Subject: Re: As Albaby says...
Not really.

China's nuts: meet US rope.


Yes, really. The oil is being marketed to Chinese refiners for March delivery. Heck, they're aiming to sell it to the state oil refiner, not even the independent ones:

Vitol and Trafigura have also approached PetroChina, exploring interest from the Chinese state refiner which was a major buyer of Venezuela's heavy sour Merey crude as well as fuel oil before U.S. sanctions started, three sources said.

"The traders may first tap the big state oil traders rather than teapots," one of them said, referring to independent refiners in China which typically buy cheap sanctioned oil.

PetroChina did not immediately respond to a request for comment.

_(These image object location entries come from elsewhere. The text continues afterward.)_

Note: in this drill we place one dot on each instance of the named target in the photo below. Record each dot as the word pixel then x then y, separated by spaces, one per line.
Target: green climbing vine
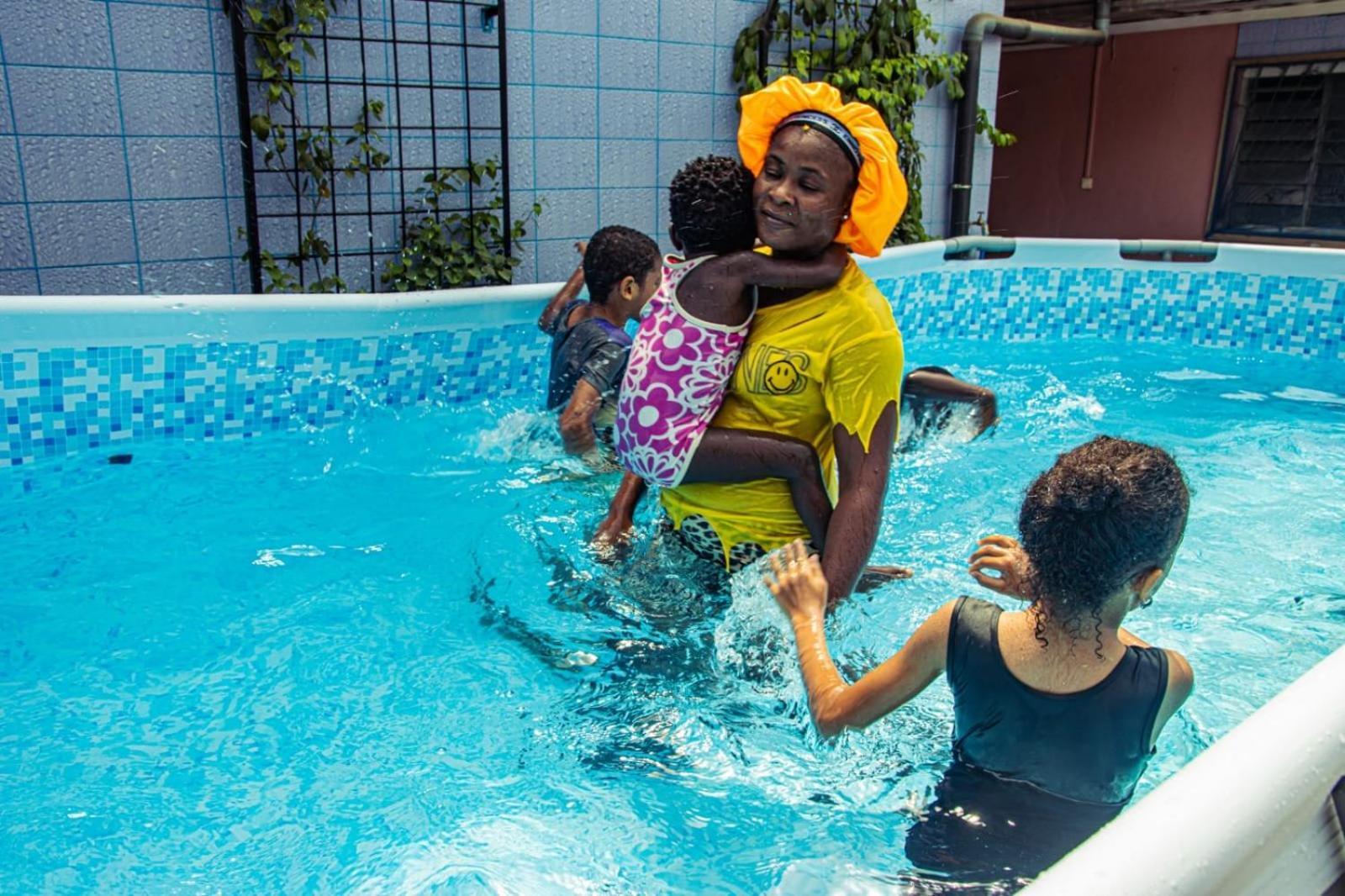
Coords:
pixel 440 250
pixel 874 54
pixel 309 158
pixel 457 249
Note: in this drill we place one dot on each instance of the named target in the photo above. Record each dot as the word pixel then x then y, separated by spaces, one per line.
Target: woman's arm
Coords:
pixel 755 268
pixel 800 588
pixel 864 482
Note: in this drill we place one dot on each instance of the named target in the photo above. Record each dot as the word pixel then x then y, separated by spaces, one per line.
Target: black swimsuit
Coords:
pixel 1035 774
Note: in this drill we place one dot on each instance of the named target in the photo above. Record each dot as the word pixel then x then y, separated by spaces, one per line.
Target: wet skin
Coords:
pixel 800 198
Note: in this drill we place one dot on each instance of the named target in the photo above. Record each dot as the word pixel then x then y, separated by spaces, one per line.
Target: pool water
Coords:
pixel 378 656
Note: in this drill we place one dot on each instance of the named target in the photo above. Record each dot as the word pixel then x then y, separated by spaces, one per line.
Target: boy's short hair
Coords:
pixel 615 253
pixel 710 202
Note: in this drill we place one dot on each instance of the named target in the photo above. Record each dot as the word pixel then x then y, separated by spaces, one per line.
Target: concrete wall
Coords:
pixel 1158 128
pixel 609 98
pixel 120 168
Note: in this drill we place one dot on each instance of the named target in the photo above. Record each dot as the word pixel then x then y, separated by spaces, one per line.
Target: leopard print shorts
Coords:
pixel 699 535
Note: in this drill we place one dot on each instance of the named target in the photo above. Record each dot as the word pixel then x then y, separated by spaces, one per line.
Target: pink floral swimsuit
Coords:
pixel 674 382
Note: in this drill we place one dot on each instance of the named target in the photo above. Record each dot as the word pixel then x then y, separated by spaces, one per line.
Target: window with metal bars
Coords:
pixel 1282 170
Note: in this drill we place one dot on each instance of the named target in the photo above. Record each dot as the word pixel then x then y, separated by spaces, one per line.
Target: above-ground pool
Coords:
pixel 334 626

https://www.reuters.com/busine...

Which, again, makes sense. We have to sell the oil. It's heavy oil, so only a subset of refineries can handle it. The Chinese have heavy refineries that were planning on receiving this oil. All the other refineries that deal with heavy oil have already made arrangements about where to get their oil. If you want to sell the oil in the near-term, and possibly intermediate-term, your primary options are the countries that were planning on buying it anyway. Which means you're selling to China.

The realities of markets, contracts, and physical refinery capabilities can't simply be wished away with a "nuts, rope" metaphor. Venezuela's got a few hundred thousand barrels per day of heavy crude it has to sell. It has to land somewhere, and there don't seem to be enough "somewheres" outside of China that have enough spare refining capacity to take it on. So, we'll be selling to China.